El título surge en referencia al boxeo como una «Dulce ciencia», que aparece en el memorable libro de Pierce Egan, «Boxiana» (1810), donde se combina ya la crónica deportiva con el retrato moral de la sociedad inglesa de principios de siglo. Liebling abarca en su obra el período que va desde junio de 1951 a septiembre de 1955, y por sus páginas desfilan Joe Louis, Sugar Ray Robinson, Rocky Marciano, Archie Moore y Kid Gavilán, entre otros celebrados púgiles, y los combates que les encumbraron al olimpo de una mitografía popular, que aún pervive con singular fuerza narrativa.

Hallamos aquí una entusiasta defensa del viejo periodismo al pie de la noticia, con los reporteros salpicados por la sangre del ring, el vibrante comentario radiofónico en directo, las prisas por telegrafiar los detalles del evento, y todo ello entre el espeso humo del tabaco, el griterío del enfervorizado público y la electrizante emoción de un ritual espectáculo. Destaca, asimismo, el cargado ambiente previo al combate, con las bravuconerías y amenazas de los contendientes; el duro meritoriaje de los sparrings; la intensidad de los entrenamientos –«saco ligero, saco pesado, flexiones, abdominales, carrera y sombra» (pág. 44)–; el abigarrado mundo de preparadores, mánagers y promotores; el perfil del boxeador «tieso», proveniente de míseros ambientes familiares; la excitante cuenta atrás sobre el luchador caído en la lona; la detallada descripción de demoledores jabs, uppercuts y swings. Sobresalen interesantes aspectos, como la instintiva inteligencia natural de muchos boxeadores, la frustración del público ante el KO fulminante al comienzo de la pelea, la atmósfera de edificios neoyorquinos tan característicos en aquellos años –la Penn Station, el Madison Square Garden o locales como el bar Neutral Corner–,y el sórdido mundo de las apuestas.

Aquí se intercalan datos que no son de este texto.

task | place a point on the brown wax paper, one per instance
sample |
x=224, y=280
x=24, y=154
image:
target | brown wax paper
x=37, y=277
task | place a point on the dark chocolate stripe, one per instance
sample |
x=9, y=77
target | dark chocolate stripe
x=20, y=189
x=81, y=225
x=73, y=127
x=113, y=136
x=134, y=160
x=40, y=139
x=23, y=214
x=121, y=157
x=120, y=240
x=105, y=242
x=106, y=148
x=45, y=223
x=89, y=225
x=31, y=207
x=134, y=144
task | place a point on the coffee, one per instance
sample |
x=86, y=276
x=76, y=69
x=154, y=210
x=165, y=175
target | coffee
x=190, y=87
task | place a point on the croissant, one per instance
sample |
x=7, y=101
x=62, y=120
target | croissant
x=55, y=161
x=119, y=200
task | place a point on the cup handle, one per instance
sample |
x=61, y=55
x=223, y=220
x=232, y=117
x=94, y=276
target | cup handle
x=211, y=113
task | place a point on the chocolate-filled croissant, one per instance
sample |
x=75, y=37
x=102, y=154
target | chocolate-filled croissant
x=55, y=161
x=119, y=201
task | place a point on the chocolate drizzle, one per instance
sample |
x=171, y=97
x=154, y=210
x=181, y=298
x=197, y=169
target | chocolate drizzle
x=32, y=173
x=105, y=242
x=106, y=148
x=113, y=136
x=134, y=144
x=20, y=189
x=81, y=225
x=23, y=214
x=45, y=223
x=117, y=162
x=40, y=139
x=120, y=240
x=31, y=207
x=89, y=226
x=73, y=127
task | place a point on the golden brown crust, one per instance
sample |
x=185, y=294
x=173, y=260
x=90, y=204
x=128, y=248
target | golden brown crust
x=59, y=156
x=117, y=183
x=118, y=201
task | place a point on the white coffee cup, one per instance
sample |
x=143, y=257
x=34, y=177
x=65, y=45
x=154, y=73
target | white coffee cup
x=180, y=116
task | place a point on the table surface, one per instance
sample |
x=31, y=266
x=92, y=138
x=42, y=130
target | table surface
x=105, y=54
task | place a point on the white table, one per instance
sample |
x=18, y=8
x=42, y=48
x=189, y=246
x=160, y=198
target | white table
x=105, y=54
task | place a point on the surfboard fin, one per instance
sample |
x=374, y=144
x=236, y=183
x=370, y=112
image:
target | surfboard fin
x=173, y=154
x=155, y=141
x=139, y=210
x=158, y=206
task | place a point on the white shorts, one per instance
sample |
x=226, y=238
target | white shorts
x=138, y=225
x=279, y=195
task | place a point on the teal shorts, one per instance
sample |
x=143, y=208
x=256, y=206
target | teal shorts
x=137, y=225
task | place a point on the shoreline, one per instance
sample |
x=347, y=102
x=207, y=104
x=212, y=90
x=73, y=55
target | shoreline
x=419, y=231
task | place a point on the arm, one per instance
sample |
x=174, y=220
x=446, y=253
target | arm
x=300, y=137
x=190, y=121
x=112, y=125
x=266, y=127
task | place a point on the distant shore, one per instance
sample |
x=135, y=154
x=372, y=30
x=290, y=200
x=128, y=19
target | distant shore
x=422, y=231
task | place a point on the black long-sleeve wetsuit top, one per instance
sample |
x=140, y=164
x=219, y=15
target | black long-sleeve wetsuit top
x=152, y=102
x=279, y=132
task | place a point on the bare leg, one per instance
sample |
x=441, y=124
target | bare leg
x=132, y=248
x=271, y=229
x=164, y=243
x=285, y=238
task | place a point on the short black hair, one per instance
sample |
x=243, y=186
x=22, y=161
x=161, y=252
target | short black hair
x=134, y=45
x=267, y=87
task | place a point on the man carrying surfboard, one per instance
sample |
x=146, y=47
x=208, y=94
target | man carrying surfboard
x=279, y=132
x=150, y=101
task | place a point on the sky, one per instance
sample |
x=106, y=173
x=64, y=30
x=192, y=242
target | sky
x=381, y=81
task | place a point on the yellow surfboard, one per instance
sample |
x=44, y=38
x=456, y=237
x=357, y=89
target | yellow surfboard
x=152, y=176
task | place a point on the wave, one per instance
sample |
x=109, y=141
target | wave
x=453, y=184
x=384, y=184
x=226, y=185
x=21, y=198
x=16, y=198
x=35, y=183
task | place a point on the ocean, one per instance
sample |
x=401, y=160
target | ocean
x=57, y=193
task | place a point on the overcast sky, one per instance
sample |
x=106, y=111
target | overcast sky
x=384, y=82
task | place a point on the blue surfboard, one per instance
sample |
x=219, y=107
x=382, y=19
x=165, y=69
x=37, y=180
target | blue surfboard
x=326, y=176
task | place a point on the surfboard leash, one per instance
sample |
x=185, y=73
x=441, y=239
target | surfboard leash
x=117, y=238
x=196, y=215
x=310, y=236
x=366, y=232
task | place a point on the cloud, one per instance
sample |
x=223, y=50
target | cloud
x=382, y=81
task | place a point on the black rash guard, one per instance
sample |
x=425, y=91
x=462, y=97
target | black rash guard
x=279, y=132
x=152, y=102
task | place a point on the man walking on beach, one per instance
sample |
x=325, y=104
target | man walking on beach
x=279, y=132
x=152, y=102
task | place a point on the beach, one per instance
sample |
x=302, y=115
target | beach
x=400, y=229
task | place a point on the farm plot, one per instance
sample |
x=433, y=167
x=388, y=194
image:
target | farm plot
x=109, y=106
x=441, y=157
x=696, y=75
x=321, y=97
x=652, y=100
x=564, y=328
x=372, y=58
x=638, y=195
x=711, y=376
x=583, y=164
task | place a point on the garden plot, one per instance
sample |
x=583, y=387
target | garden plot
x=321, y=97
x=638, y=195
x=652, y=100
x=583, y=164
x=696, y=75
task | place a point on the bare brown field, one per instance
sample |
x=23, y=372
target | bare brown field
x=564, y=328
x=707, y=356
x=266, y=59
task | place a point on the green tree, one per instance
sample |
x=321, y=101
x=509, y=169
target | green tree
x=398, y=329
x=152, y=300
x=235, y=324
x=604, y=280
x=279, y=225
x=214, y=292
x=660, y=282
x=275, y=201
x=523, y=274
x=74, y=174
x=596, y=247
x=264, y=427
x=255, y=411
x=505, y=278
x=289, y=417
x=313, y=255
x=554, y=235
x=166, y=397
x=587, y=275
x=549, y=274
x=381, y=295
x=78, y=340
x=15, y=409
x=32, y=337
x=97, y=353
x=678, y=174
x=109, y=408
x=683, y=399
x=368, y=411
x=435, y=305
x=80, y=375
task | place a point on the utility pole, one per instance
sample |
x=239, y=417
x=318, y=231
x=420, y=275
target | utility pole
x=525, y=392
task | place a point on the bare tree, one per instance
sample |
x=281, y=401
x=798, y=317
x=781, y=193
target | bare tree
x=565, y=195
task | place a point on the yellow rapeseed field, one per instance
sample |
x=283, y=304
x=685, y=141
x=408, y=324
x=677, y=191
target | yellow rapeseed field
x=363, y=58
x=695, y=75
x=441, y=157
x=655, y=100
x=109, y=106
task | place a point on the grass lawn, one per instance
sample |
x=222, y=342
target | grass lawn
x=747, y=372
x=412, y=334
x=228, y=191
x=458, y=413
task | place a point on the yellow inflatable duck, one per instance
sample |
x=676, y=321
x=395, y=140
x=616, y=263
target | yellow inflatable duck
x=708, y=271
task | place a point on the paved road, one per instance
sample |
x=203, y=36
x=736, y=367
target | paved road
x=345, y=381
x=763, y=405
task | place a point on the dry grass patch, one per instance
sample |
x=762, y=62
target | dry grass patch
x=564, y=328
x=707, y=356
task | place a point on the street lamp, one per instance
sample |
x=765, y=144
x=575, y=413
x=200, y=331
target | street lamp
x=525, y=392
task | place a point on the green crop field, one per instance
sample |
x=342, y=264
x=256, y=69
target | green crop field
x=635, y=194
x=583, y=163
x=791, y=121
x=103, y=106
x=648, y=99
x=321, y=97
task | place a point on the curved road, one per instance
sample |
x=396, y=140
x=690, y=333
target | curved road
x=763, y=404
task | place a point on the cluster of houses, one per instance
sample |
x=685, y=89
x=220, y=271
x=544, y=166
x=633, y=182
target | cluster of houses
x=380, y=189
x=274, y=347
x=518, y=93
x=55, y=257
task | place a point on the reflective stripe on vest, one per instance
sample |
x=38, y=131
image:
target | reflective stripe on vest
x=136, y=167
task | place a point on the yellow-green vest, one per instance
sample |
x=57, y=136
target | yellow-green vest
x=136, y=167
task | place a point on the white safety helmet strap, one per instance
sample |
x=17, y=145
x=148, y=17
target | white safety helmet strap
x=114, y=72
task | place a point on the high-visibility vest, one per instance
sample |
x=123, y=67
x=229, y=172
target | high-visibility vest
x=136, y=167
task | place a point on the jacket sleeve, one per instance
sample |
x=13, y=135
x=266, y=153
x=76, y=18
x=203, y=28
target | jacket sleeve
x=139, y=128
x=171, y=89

Estos textos ostentan un indudable carácter literario por su cuidado estilo prosístico, detallada psicología de personajes y minuciosa observación de conflictivas situaciones, incluyendo, cuando se requiere, el tono bronco y desabrido de la mejor crónica periodística, con su intrínseca violencia descriptiva: «Terminado el tercer asalto, el lateral derecho de la cabeza del pobre Pelirrojo (Sandy Saddler) estaba empezando a inflamarse a causa de los violentos crochés de izquierda, y según avanzaban los minutos, parecía un viejo balón medicinal asimétrico al que alguien le hubiera pintado rasgos humanos» (pág. 248). En todo momento se detalla la compleja gestualidad de la lucha, las estrategias del cuerpo a cuerpo: «Y entonces Robinson, el boxeador casi inmaculado, el epítome de la elegancia en los cuadriláteros, lanzó un golpe salvaje desde muy atrás del hombro, como un niño, no logró hacer diana en su rival por mucha distancia y cayó a plomo de bruces» (pág. 83). Este libro se lee como un ensayo sobre las pasiones humanas, una reflexión acerca de la ambivalencia entre triunfo y fracaso, un relato cercano a la novela negra y el cine policíaco, un alegato en favor de la dura nobleza de esta «dulce ciencia», la defensa del periodismo al pie de la noticia y la consideración de la crónica deportiva como una modalidad expresiva plenamente literaria. Conviene destacar la excelente labor del traductor, Enrique Maldonado. Una obra altamente recomendable más allá del propio interés pugilístico.